U.S. insured losses from severe convective storms exceeded $45 billion in 2025 for the third consecutive year, with a single March outbreak tracking $8 to $10 billion in damages across 26 states and the first confirmed EF-5 tornado in 12 years touching down in North Dakota. Per-event costs ran 31 percent above the prior decade's average, a gap that reflects urban sprawl, construction cost inflation, and a loss amplification cycle that legacy cat models were not designed to capture. Moody's launched its North America Severe Convective Storm HD Models on December 11, 2025, replacing what the company described as tools built on coarse hazard resolution, small event sets, simplified vulnerability curves, and constrained financial modules. For P&C actuaries whose 2026 cat programs were built on legacy SCS model output, the architecture change arrives mid-cycle, when mid-year reinsurance negotiations and regulatory capital reviews are already in motion.

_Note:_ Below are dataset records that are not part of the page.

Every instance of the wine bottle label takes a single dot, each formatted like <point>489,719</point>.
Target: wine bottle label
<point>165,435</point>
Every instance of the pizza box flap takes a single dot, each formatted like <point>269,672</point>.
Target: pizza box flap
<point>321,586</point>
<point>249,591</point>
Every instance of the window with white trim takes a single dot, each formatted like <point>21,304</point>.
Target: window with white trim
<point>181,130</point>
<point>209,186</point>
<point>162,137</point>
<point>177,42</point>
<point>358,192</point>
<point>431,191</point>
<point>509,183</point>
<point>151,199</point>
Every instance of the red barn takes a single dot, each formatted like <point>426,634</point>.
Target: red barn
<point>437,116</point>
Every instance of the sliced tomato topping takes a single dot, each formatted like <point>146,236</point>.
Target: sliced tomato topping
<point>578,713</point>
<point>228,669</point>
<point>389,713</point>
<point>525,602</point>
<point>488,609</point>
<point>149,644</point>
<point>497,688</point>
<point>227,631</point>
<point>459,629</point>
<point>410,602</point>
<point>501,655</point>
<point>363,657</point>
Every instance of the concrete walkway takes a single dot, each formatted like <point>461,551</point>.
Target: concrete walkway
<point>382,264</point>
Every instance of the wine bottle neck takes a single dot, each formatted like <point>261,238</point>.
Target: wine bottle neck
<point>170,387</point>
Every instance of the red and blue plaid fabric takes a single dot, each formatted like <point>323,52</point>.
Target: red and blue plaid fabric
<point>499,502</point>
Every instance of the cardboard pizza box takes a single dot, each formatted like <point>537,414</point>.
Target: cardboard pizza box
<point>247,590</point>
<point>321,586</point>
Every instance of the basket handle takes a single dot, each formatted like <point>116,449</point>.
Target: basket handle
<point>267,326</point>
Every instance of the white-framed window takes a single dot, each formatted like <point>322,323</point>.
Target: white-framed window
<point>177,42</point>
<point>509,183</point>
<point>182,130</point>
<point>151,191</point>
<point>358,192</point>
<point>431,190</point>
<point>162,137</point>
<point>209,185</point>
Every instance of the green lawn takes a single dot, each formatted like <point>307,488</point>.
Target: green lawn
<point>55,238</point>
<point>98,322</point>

Tracking cat model version updates across the top 15 P&C carriers over multiple product cycles, migration from legacy stochastic to HD model outputs typically shifts SCS probable maximum loss estimates by 15 to 25 percent before any recalibration of reinsurance structure. That gap creates a pricing mismatch in the first renewal cycle after adoption. The pattern observed in wildfire model migrations in California and earthquake model updates following the 2019 Ridgecrest sequence repeats here: the first HD output tends to land higher than legacy estimates, and it takes one to two renewal cycles before treaty structures reoptimize around the revised distribution. The SCS case carries one additional complication. Because severe convective storm is a frequency peril rather than a single-event tail risk, the reinsurance structure that makes sense at a given return period changes materially when the expected frequency and severity distribution itself shifts.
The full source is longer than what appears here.